What it all comes down to is: Why isn’t GH better? Great cast, fantastic history, devoted fans, decent time slot. Yet it’s not good, and sometimes it is offensively bad. Being bad for no good reason is the least understandable thing of all.
My Take, Too
By Mallory Harlen
I love soap operas. I always have, I always will, unless one of them names an unspeakably awful character after me (and even then, I’d probably be secretly pleased about it). But, as I’ve learned from soaps themselves, epic love doesn’t come easy. On any given day, I’ll be giddy (“Patrick and Robin are too cute!”), frustrated (“How can Jonathan Lavery live in the home of a man he killed without dying of shame?”), enthralled (“Jess Walton is genetically incapable of being anything but brilliant!”) and enraged (“They fired Stuart Damon just to bring him back as a sassy apparition in a track suit?!”).
YOUNG AND RESTLESS will do something I adore, like pairing Sharon Newman and Jack Abbott (out of left field, but much cuter than it has any right to be). And then they’ll do something boneheaded like make Brad the show’s new centerpiece. Guys, Brad spent two decades as a supporting character for a reason: He’s lame. No amount of secret pasts or using his thighs as deadly weapons will make me care.
The good folks at GENERAL HOSPITAL will entertain me with the wonderful Maxie/Lulu rivalry and, in the same breath, rewrite and ignore history. Jerry Jacks is now evil, British and blond? Okay!
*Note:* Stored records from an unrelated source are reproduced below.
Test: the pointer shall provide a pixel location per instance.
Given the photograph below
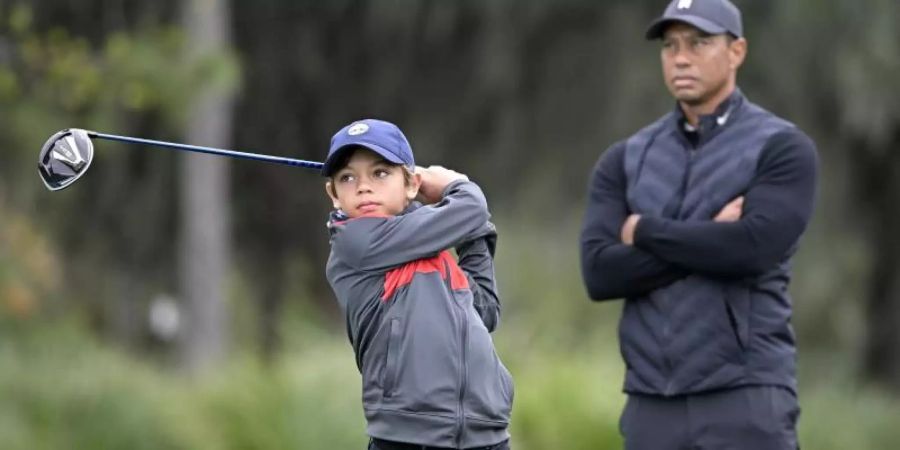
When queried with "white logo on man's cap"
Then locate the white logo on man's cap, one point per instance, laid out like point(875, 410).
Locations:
point(358, 128)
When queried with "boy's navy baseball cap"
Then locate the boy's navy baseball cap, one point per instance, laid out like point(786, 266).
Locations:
point(381, 137)
point(709, 16)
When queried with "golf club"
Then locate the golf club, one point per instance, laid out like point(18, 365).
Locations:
point(66, 156)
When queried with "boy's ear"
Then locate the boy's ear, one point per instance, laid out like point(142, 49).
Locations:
point(412, 188)
point(330, 191)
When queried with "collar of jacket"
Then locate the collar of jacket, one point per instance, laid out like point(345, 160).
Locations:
point(720, 117)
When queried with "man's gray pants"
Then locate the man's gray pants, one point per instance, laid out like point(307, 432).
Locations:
point(746, 418)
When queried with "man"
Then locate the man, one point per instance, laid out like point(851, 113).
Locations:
point(693, 221)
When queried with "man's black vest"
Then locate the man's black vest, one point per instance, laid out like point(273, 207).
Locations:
point(704, 333)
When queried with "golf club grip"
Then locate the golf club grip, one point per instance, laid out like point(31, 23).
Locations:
point(211, 150)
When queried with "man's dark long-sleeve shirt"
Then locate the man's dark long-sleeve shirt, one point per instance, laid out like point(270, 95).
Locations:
point(777, 207)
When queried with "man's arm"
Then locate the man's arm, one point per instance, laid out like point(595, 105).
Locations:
point(776, 210)
point(476, 259)
point(610, 268)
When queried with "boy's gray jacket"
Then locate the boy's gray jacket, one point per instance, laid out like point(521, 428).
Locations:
point(419, 322)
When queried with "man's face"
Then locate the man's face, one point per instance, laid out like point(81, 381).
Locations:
point(370, 186)
point(697, 67)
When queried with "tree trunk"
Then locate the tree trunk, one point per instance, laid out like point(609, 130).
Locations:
point(204, 253)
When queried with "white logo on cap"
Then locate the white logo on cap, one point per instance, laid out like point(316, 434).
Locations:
point(358, 128)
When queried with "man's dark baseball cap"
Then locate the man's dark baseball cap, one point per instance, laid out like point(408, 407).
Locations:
point(381, 137)
point(709, 16)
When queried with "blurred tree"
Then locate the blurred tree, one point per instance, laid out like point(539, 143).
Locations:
point(204, 254)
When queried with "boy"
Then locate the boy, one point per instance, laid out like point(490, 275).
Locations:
point(418, 321)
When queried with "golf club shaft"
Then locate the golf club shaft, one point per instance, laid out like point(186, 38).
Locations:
point(210, 150)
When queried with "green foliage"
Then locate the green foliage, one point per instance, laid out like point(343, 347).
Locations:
point(62, 389)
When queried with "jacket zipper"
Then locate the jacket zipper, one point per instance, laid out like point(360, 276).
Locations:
point(667, 326)
point(461, 420)
point(464, 369)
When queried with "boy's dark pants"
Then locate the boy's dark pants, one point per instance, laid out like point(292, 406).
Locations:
point(378, 444)
point(746, 418)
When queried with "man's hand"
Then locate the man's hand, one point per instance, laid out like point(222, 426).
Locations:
point(434, 180)
point(628, 229)
point(731, 212)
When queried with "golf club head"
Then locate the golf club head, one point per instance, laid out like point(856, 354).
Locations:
point(65, 157)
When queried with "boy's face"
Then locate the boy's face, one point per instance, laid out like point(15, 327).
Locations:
point(370, 186)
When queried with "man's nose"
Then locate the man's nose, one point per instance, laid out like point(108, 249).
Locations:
point(682, 58)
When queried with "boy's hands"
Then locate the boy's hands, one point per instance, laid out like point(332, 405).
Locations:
point(732, 211)
point(434, 180)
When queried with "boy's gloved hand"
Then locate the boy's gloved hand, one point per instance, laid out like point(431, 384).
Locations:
point(434, 180)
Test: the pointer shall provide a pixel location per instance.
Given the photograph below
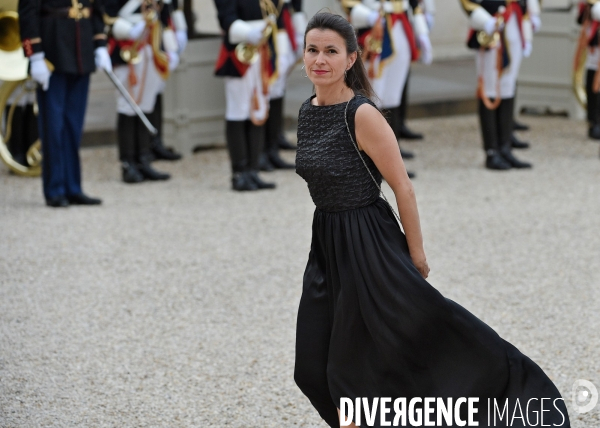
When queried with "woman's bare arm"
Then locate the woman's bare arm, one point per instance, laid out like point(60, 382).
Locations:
point(377, 139)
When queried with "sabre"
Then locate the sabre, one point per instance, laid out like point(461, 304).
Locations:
point(131, 102)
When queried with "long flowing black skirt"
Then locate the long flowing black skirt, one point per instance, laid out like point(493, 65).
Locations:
point(370, 326)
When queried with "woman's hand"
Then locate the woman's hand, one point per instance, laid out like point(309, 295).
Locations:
point(420, 262)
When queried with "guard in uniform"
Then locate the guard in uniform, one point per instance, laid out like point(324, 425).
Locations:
point(405, 132)
point(69, 34)
point(159, 150)
point(248, 62)
point(144, 50)
point(589, 18)
point(502, 32)
point(390, 43)
point(24, 129)
point(290, 43)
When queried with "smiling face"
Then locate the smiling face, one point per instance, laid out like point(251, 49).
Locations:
point(326, 57)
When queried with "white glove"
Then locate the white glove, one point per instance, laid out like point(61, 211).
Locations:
point(137, 30)
point(388, 7)
point(425, 48)
point(527, 49)
point(299, 45)
point(173, 61)
point(536, 23)
point(181, 40)
point(39, 70)
point(102, 59)
point(373, 17)
point(430, 18)
point(254, 36)
point(490, 26)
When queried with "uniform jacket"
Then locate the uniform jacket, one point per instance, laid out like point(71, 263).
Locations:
point(490, 6)
point(66, 42)
point(230, 11)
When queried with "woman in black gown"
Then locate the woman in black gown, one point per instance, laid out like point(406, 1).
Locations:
point(369, 324)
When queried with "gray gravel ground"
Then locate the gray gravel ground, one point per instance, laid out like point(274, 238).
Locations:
point(174, 303)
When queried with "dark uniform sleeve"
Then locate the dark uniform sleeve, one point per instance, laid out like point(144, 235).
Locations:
point(165, 14)
point(98, 23)
point(227, 13)
point(29, 23)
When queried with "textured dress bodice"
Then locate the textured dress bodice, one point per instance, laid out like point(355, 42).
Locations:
point(327, 159)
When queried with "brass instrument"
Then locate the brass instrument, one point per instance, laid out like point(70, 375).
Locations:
point(488, 41)
point(150, 11)
point(247, 53)
point(15, 85)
Nikolas is totally content attending the wedding of the couple who kidnapped his child? Sure! You can’t even keep up on who Sam really is; her past seems to change by the minute. Tomorrow, we could find out that she’s actually a nuclear physicist from Guam. What? Exactly.
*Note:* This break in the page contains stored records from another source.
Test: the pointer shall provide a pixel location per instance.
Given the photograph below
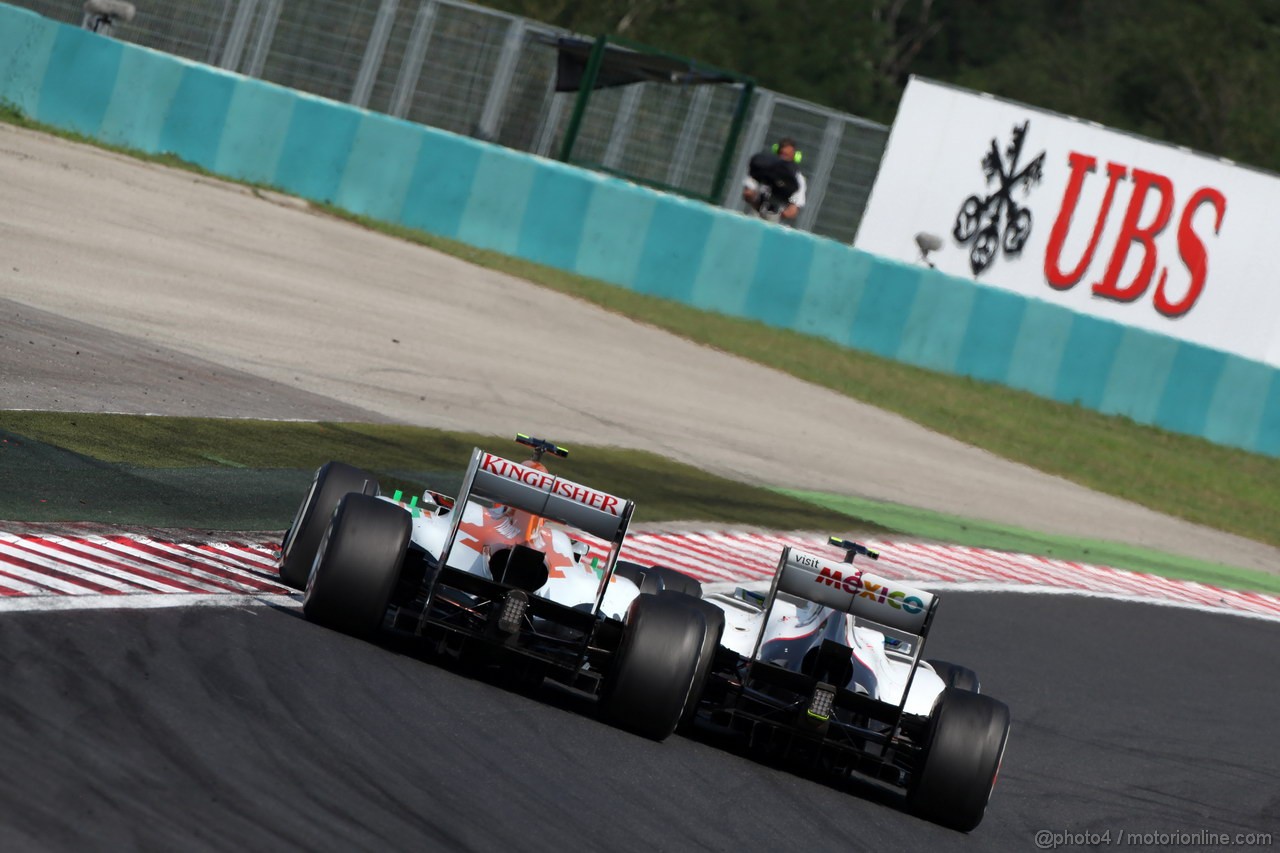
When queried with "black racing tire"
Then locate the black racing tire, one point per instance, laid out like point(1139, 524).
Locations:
point(632, 571)
point(968, 733)
point(330, 483)
point(652, 675)
point(657, 578)
point(714, 617)
point(357, 565)
point(958, 676)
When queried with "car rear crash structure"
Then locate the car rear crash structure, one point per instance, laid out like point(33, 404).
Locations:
point(922, 728)
point(489, 580)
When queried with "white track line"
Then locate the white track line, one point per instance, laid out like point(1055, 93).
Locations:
point(46, 573)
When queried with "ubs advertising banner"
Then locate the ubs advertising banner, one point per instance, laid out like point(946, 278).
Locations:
point(1073, 213)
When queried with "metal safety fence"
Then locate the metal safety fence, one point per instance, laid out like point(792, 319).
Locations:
point(488, 74)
DAYS OF OUR LIVES can’t be accused of ignoring its history; all they do is re-enact scenes from the past. If you didn’t see them in 1999, 2001 and 2004, now’s your chance! Did you like when Steve and Kayla were reunited last summer, except not really, due to his memory loss? You’re in luck — you can watch them continue to be separated due to his brainwashing. It’s almost frustrating enough to make you overlook the fact that James Scott as EJ has brought a much-needed spark into Salem. Almost. He’s brilliant and he makes the show for me.
ALL MY CHILDREN is the rockiest one of all. It ... actually doesn’t have anything I enjoy. It’s like watching a soap through a fun house mirror. The grand romance is the chemistry-free engagement of Ryan (rage machine who once tried to punch his pregnant wife) and Annie (the person with no personality for me to describe). The great heroine? Krystal, convicted baby-stealer, who lied AGAIN about the paternity of a child (third time in as many years, if you’re keeping track) because it suited her needs at the time. And by “needs” I mean “insatiable appetite for money.” An unaborted fetus roams about town. And Erica dresses like a teenager on her way to a beach party. It’s very confusing.